If the kitchen does have knives for personnel to use, they will not allow you to take them home.


----------



## helarfurthon (Mar 19, 2014)

I have cut my thumb a number of times, while cutting fish and other sea foods. Many a times, you have to make that dishes, which you don't like to eat. During peak hours in any restaurants kitchen, when orders are coming continuously, you have to work fast and smart. Try to use most of the raw supplies you get, to prepare food.


----------



## soesje (Dec 6, 2012)

a good school should also teach how to take care of knives.

and any cook should know how to sharpen (as in, hone) knives themselves.

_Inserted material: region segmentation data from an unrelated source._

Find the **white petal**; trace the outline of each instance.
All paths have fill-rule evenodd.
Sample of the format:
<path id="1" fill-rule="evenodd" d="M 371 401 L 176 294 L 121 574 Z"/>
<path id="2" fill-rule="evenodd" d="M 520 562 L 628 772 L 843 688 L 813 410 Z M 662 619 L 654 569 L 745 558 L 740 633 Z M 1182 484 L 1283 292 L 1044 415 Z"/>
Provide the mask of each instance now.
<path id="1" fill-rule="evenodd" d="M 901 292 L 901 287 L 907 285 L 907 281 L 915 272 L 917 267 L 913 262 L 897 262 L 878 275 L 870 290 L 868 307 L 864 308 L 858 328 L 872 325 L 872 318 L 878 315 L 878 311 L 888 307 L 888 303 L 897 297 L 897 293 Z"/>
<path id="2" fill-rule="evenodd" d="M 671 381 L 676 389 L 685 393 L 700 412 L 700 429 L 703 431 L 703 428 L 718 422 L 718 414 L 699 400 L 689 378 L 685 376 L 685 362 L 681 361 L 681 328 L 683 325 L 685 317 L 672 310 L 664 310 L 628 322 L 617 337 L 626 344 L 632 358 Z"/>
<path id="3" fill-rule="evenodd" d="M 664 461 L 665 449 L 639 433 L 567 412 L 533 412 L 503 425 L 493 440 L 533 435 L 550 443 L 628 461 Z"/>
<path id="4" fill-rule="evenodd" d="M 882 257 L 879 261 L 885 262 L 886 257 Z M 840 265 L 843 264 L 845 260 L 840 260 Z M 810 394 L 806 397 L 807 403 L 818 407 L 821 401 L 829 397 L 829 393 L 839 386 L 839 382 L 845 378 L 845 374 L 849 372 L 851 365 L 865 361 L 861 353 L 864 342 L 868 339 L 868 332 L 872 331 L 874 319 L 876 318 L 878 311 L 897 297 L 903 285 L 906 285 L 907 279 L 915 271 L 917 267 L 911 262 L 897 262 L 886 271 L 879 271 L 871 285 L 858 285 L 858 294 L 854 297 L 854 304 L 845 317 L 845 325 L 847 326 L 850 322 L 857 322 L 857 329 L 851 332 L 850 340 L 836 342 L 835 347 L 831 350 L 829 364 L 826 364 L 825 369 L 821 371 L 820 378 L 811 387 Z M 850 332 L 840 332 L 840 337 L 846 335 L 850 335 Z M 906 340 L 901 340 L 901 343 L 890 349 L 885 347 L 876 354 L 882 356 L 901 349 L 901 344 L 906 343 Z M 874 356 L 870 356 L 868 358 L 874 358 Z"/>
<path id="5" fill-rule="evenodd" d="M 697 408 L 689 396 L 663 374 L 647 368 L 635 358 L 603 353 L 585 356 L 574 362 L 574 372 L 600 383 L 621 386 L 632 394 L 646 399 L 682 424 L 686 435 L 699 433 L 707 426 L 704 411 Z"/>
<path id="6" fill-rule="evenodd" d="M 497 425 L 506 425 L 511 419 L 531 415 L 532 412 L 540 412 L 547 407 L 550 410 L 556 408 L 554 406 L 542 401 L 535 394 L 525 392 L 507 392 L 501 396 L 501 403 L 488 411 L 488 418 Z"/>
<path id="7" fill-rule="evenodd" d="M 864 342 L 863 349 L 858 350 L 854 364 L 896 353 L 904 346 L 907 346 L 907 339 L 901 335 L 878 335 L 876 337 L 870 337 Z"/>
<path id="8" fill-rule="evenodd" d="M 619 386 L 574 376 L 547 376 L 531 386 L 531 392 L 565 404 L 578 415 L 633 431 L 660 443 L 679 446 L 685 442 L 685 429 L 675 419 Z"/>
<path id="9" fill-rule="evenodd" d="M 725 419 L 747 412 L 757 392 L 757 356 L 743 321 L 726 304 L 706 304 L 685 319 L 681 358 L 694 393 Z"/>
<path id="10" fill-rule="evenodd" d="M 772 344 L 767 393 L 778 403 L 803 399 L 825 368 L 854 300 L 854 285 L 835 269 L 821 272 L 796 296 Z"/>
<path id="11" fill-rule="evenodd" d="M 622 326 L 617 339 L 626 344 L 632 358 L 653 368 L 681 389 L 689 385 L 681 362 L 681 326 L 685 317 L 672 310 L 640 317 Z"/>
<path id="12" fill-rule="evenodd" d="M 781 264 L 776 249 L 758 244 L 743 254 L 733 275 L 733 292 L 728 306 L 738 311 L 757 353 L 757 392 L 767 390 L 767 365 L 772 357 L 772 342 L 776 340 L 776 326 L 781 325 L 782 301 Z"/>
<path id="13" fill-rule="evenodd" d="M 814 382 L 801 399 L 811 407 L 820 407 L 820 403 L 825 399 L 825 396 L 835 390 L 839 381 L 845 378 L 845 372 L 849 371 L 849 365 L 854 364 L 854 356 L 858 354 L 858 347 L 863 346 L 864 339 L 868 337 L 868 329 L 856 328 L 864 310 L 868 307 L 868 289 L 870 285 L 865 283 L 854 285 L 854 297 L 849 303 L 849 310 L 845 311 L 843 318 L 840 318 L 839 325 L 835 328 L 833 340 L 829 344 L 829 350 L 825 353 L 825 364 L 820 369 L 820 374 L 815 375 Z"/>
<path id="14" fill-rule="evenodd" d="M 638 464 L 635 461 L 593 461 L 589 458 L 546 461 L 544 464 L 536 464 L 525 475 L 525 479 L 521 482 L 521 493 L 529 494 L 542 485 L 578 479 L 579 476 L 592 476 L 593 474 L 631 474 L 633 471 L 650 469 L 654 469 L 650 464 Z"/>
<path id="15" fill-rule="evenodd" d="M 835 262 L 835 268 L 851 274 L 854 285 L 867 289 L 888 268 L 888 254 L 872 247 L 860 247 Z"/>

if not being taught, learn yourself.

schools nor working places do allow you to take their knives home.


----------



## emmbai90 (Sep 13, 2012)

Not these days they don't because of the way they work around the assessments and serving the food then washing your own pots (and the sad moment your instructor tells you to wash some of theirs urgh... no... lol), it's a lot to do all in one day it takes hours for a beginner, if they do they must skip at the assessments for one of the days as you have to do like 2 or 3 pages of work in 1 days these days plus your class diary for what meals you made and what equipment you used.


----------



## nicko (Oct 5, 2001)

@emmbai90 Don't wait for people to show you how to learn to care for knives ask. Take time after school, be assertive and ask a chef to show you. As for a place providing knives, always bring your own. The last thing you want is a knife at a kitchen that 30 other cooks have been using that is dull and now you are stuck with it for the next 8+ hours and have to cut onions and everything else. I also would say that bringing your knives to work has nothing to do with the topic of this thread so please in the future start new topic. Thanks!


----------